Following the course closely it doesn't really seem like a roller coaster in the sense we'd think of it, with huge dips and climbs. It seems the only people that might be intimidated would be those with acrophobia, not tachophobia...

Relatively Tame

There's no sign of the classic heart-stopping big plunge after the cars complete their ascent. It appears they circle three times with relatively mild dips along the way. I rather like a "swoopy" coaster anyway, like the Matterhorn at Disneyland.

B ticket ride for cupcakes and grannies

This looks to be quite a tame ride, certainly compared to later coasters.
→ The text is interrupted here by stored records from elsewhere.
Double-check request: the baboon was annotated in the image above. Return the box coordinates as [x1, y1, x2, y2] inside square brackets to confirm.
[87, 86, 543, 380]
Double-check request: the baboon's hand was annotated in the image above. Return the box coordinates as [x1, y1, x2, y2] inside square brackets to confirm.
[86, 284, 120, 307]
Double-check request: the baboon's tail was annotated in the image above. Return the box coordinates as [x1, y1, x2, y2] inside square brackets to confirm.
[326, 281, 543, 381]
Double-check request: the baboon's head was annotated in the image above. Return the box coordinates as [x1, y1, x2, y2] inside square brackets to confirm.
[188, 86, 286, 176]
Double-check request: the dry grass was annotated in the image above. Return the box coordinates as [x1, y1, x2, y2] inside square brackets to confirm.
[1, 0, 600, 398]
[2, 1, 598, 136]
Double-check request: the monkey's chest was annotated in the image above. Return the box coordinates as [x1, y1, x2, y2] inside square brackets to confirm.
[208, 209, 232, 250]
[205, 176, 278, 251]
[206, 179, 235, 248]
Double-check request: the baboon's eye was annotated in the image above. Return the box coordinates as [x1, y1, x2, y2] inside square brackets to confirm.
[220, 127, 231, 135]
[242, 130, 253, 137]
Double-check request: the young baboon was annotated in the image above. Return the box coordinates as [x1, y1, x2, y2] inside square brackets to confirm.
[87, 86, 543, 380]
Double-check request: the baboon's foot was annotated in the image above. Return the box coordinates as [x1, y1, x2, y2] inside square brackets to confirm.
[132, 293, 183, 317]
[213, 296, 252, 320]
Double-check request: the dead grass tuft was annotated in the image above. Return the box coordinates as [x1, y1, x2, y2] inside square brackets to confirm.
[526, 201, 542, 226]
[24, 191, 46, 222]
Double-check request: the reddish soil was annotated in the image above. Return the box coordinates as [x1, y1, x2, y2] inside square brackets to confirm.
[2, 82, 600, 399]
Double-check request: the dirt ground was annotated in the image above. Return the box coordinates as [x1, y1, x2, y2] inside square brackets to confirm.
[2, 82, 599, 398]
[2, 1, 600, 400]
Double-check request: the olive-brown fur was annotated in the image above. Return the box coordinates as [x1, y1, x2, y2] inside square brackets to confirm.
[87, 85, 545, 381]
I suppose screaming just would not do in this era nor losing your derby or floppy hat along the way.

Perhaps it was a technology thing in 1905 that limited the speed and kept coasters from being the thrill ride of later years. Coaster historians, please chime in.

Hey, two cars on the track at once!

Not to worry, the sophisticated computer system will keep them from crashing into ... um ... never mind.

Slide Rule Rules!

All designed without the use of any electronic calculating device. I wonder how long it took the Engineer to design this wonderful assembly of 2x's and how many drawings he needed to explain just how it "went together"?

By today's standards

A very tame coaster. I might actually have gotten my wife onto this one!